Personally, I think 3-D printed carts don’t look as appealing as the original plastic injection molded carts. I’d be curious to know how much it would cost to get new ones made if we had a mold!

VirtuousRage wrote:
Hmm… I’ve always been under the assumption that it’s the pin connector on the cartridge that is needed from a harvested cart.

This is the reality of the situation, unfortunately. It’s a hard part to reproduce and there’s no other replacement out there.

A solution would be for every VB user to have an adaptor. It converts the VB connector into a standard edge connector.

What is the chance that VB will really run out of cartridges?

On wikipedia it says that Nintendo produced 1.26 million virtual boys.

That means there are at least that many Mario Tennis’s out there. And if you say there were 5 games made for every virtual boy produced (I’m completely guessing here), then there are 6 million games.

Some of them have probably been trashed. That still leaves some million out there.

Let’s say there are 3000 homebrew carts plus flashboys out there. Still many more hundreds of thousands of Mario Tennis’s and other games are out there for homebrews.

MineStorm wrote:
A solution would be for every VB user to have an adaptor. It converts the VB connector into a standard edge connector.

That’s an interesting idea. I think, it’s actually close to the Flashboy with the difference, that you wouldn’t always have to flash over again to change a game and the collectors also would have a nice game cart to collect. I would definetly support that …

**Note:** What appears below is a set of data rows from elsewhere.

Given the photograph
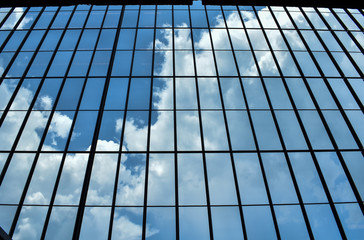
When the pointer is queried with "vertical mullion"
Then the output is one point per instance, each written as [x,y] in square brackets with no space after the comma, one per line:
[208,203]
[358,45]
[288,161]
[340,43]
[357,68]
[353,19]
[318,168]
[87,177]
[254,134]
[145,205]
[6,70]
[342,75]
[175,124]
[226,123]
[6,17]
[3,116]
[327,128]
[112,213]
[31,171]
[15,26]
[60,169]
[355,136]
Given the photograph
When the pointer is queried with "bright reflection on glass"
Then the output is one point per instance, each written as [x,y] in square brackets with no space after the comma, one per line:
[179,121]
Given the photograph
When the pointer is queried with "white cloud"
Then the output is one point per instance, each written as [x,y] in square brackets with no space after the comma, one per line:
[132,173]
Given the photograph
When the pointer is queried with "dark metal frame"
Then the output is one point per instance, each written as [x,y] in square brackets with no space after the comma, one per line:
[87,177]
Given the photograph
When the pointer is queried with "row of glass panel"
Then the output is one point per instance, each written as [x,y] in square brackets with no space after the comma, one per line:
[200,39]
[191,189]
[178,63]
[191,184]
[135,130]
[193,222]
[185,93]
[147,18]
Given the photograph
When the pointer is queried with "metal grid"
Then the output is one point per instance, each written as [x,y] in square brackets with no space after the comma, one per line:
[342,84]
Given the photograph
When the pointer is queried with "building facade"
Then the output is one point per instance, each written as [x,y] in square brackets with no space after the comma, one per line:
[181,122]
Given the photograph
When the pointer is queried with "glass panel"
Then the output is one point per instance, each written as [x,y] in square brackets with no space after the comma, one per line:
[250,179]
[30,223]
[299,93]
[92,94]
[139,94]
[226,223]
[220,179]
[259,222]
[116,95]
[100,63]
[191,183]
[354,162]
[277,93]
[161,179]
[289,228]
[51,40]
[83,131]
[279,178]
[136,129]
[215,137]
[61,222]
[186,93]
[162,131]
[58,131]
[193,223]
[131,177]
[95,222]
[255,93]
[122,63]
[240,131]
[265,130]
[59,64]
[352,220]
[290,130]
[142,65]
[188,131]
[73,172]
[335,177]
[325,226]
[39,64]
[343,94]
[128,223]
[161,222]
[15,178]
[88,39]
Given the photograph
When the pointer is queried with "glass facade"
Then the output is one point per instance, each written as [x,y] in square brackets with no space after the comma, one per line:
[181,122]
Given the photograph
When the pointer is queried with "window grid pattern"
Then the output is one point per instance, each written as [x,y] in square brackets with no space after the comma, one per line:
[169,122]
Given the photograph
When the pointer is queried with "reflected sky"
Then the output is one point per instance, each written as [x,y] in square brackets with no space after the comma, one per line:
[203,97]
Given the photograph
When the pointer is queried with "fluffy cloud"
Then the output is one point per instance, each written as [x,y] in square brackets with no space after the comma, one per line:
[132,168]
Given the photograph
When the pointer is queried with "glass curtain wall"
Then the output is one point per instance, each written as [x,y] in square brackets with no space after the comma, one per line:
[181,122]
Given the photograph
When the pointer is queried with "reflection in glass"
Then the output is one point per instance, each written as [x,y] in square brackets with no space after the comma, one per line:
[161,222]
[161,179]
[220,179]
[290,222]
[324,226]
[259,222]
[30,223]
[250,179]
[226,223]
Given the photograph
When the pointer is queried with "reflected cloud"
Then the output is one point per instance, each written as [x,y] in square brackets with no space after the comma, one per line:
[132,169]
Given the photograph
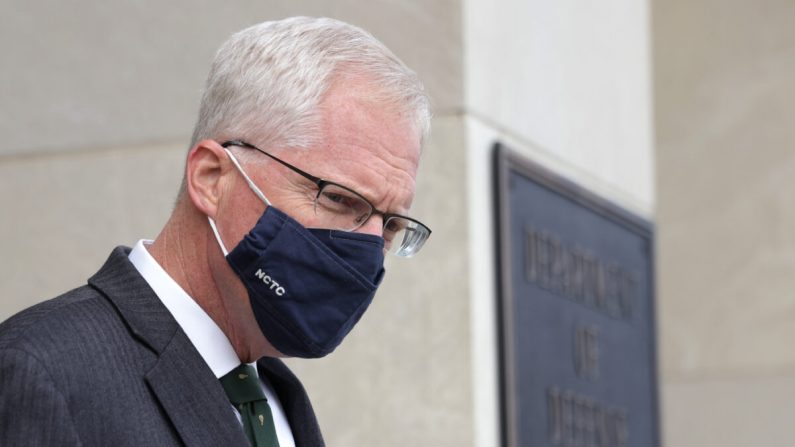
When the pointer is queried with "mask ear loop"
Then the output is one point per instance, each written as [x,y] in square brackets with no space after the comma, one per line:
[253,188]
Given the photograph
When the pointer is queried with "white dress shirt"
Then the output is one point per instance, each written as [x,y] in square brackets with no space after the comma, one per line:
[206,336]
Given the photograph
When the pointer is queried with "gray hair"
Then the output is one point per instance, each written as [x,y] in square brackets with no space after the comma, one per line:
[267,81]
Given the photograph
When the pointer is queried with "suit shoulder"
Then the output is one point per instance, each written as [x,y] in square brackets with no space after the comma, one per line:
[55,320]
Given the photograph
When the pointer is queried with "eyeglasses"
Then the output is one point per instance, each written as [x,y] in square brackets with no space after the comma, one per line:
[342,208]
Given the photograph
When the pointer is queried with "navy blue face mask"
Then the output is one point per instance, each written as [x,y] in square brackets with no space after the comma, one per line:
[307,287]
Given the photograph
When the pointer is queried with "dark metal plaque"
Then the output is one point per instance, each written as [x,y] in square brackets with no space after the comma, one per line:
[576,314]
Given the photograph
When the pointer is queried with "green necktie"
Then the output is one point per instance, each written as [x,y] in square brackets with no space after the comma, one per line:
[245,392]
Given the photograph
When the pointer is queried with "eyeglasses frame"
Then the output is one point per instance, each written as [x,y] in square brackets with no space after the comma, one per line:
[321,183]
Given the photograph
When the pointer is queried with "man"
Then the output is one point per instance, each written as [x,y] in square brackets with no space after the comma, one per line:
[298,180]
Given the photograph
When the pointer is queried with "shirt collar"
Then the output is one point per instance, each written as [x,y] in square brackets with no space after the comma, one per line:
[203,332]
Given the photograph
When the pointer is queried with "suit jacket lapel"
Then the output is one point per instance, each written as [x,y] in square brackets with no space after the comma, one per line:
[193,398]
[182,382]
[295,402]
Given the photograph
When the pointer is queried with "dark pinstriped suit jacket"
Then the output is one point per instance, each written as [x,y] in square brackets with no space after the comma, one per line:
[107,365]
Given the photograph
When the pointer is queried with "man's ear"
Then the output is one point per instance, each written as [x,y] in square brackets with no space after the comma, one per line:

Another idea: CIB-releasing homebrew games on “Special Edition” FlashBoys. So it actually would be a Flshboy+ that you could re-use for other games, but you’ll get it with a game pre installed – “FlashBoy+ Zelda Edition” for example. It would come with a nice Zelda box, manual and special cart sticker on the Flashboy. It could also be 3d printed in a certain edition color and with the game title engraved …

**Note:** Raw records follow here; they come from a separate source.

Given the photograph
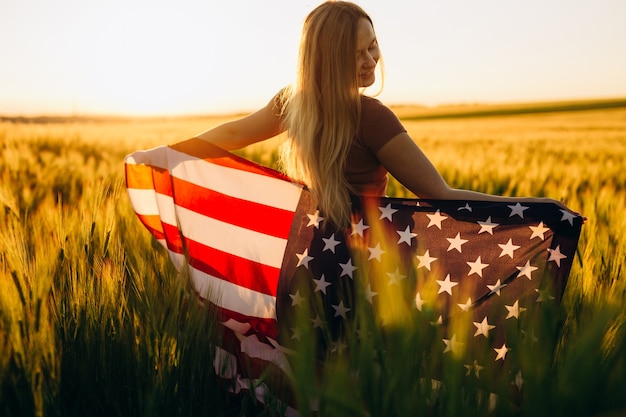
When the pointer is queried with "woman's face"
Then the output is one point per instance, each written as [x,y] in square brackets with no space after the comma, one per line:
[367,53]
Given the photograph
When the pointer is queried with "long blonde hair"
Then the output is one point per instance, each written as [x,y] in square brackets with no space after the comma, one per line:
[322,108]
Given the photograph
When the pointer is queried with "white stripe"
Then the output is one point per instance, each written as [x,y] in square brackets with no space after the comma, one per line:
[233,297]
[234,182]
[223,236]
[143,201]
[226,237]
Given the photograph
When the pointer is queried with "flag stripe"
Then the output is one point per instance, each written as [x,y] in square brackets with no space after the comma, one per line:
[244,213]
[238,241]
[240,271]
[232,296]
[256,186]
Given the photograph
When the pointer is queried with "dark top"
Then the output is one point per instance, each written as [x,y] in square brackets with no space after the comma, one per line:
[378,126]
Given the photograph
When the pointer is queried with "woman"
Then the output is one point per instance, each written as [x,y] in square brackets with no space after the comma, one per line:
[341,142]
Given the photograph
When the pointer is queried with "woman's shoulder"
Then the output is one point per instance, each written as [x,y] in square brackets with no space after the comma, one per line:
[374,109]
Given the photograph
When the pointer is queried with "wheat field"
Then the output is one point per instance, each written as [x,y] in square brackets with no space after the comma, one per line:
[94,321]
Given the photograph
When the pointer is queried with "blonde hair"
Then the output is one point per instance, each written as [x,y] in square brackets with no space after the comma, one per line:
[322,109]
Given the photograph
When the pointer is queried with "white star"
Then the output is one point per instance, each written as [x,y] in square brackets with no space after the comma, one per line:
[556,255]
[341,310]
[386,212]
[304,258]
[452,345]
[467,305]
[495,289]
[425,260]
[538,231]
[477,267]
[296,299]
[483,328]
[375,253]
[419,303]
[395,277]
[501,352]
[296,333]
[369,294]
[518,209]
[330,243]
[358,228]
[508,248]
[317,322]
[519,381]
[514,310]
[321,284]
[568,216]
[315,219]
[487,226]
[446,285]
[526,270]
[456,242]
[406,235]
[347,268]
[435,219]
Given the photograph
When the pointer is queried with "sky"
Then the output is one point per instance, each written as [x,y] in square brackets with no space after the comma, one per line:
[192,57]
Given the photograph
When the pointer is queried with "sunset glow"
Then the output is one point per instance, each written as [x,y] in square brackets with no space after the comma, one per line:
[189,57]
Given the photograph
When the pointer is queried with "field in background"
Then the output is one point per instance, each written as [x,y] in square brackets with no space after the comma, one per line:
[93,320]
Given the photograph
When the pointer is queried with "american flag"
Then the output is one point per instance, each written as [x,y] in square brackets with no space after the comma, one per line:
[259,252]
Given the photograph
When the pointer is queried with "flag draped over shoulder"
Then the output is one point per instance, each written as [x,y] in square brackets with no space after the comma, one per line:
[257,250]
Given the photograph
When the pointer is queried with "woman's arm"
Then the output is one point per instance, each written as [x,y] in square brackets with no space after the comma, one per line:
[258,126]
[409,165]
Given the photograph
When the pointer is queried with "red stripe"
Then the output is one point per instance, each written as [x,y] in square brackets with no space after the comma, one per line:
[243,272]
[232,210]
[153,223]
[264,327]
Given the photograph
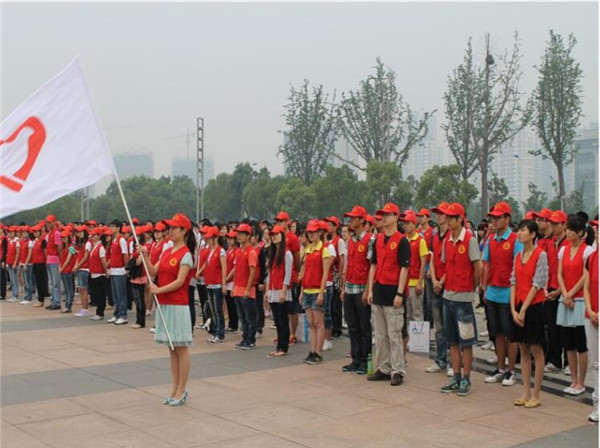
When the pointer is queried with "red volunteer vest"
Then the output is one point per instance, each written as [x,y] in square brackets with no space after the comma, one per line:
[501,260]
[168,270]
[388,268]
[459,269]
[524,274]
[573,268]
[358,264]
[313,269]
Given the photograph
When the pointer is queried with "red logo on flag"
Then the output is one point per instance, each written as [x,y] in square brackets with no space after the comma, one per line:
[34,146]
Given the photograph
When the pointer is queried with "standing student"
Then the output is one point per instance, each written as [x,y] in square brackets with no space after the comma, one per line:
[437,271]
[357,309]
[119,257]
[82,268]
[68,258]
[388,289]
[171,289]
[571,308]
[98,272]
[246,262]
[499,255]
[280,261]
[590,292]
[527,295]
[461,257]
[314,274]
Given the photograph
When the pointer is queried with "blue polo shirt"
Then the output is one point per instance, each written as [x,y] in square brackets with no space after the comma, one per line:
[497,293]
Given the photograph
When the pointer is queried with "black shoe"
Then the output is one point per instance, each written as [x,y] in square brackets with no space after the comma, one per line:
[350,368]
[379,376]
[396,379]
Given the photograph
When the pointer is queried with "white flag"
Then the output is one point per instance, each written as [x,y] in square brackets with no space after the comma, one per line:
[51,145]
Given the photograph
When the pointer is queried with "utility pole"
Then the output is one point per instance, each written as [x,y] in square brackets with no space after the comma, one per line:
[200,169]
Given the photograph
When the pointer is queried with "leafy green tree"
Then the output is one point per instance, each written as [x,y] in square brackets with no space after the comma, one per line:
[557,101]
[377,122]
[310,135]
[444,183]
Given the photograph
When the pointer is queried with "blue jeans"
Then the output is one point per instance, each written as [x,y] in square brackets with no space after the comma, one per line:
[14,280]
[54,277]
[247,315]
[27,271]
[441,347]
[215,299]
[118,285]
[68,284]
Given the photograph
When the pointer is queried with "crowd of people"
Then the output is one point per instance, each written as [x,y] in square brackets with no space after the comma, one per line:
[536,281]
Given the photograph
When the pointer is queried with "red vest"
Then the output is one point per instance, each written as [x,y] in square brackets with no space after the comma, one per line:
[459,269]
[96,266]
[168,271]
[388,268]
[313,269]
[552,252]
[116,255]
[501,260]
[212,273]
[358,264]
[63,257]
[38,256]
[524,274]
[242,269]
[593,271]
[573,268]
[415,258]
[437,242]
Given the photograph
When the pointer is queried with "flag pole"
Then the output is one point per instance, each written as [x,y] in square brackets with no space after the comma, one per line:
[137,241]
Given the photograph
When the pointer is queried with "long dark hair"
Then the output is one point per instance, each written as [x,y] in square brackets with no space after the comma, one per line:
[277,252]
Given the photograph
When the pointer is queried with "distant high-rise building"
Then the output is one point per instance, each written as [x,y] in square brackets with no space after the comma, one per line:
[130,165]
[586,166]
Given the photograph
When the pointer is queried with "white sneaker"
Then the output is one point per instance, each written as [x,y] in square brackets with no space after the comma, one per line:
[433,368]
[510,379]
[495,377]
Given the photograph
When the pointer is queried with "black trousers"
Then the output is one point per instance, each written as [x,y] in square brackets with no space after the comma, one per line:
[139,298]
[40,275]
[282,323]
[358,318]
[336,312]
[98,288]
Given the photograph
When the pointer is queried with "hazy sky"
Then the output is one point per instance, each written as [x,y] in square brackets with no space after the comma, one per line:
[154,67]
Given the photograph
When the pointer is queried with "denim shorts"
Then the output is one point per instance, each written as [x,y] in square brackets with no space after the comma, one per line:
[83,278]
[309,302]
[460,326]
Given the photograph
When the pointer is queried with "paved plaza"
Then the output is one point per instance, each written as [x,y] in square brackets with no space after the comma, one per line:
[70,382]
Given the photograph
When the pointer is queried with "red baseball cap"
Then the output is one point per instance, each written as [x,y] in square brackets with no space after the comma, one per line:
[179,220]
[500,209]
[454,209]
[334,220]
[356,212]
[244,228]
[409,216]
[282,216]
[544,213]
[389,208]
[558,216]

Of cause, you’d still need to harvest game cart connectors for both – Flashboy and edge adapter – but I think it’s a step more “sustainable” to produce adapters or more FlashBoys (that are both flexible) instead of locking the connectors to fixed game carts.

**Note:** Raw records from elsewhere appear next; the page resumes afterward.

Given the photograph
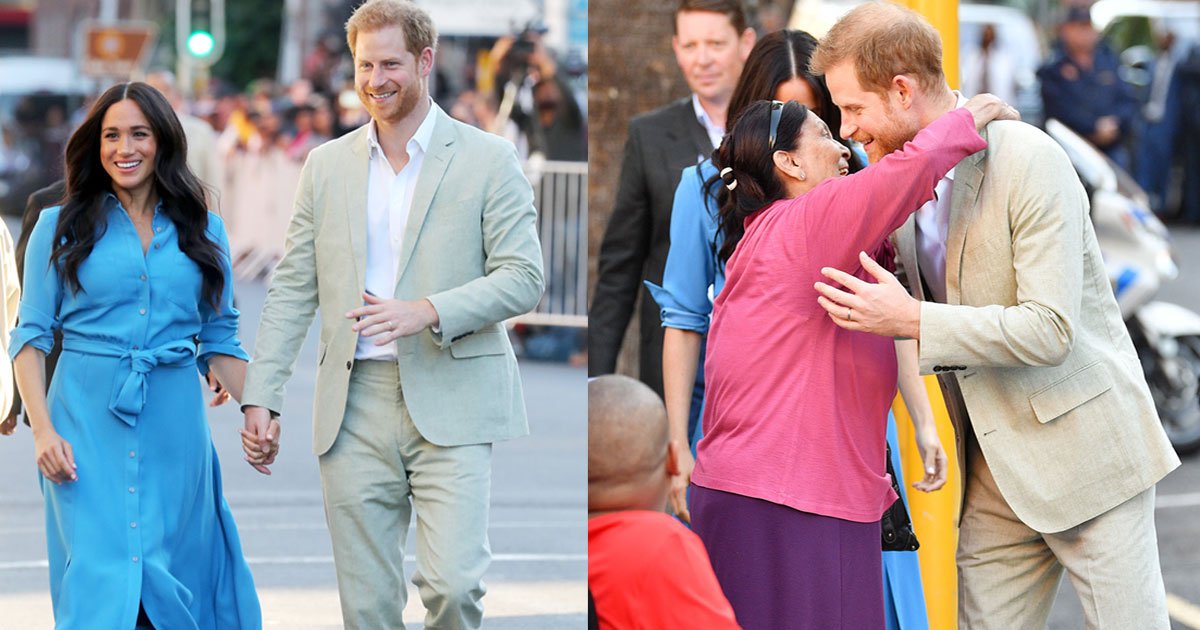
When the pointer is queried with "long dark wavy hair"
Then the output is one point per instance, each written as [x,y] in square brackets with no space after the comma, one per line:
[82,221]
[778,58]
[753,166]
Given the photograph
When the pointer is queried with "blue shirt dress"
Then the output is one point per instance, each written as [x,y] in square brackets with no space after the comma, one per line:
[691,280]
[147,522]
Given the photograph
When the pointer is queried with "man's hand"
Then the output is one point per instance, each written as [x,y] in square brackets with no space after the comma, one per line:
[934,459]
[261,438]
[9,425]
[985,108]
[220,395]
[678,495]
[391,319]
[885,309]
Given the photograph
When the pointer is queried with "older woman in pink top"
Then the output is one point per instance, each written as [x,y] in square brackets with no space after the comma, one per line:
[790,481]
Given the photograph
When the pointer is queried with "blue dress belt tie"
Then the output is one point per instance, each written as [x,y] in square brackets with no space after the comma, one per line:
[129,400]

So maybe FlashBoy Special Editions could be a compromise too between CIB collecting and saving game connectors …?
… collectors vs. connectors … πŸ˜‰

And how about 32 MBit FlashBoys for the “NEXT GEN” Virtual Boy games? πŸ˜€

StereoBoy wrote:

MineStorm wrote:
A solution would be for every VB user to have an adaptor. It converts the VB connector into a standard edge connector.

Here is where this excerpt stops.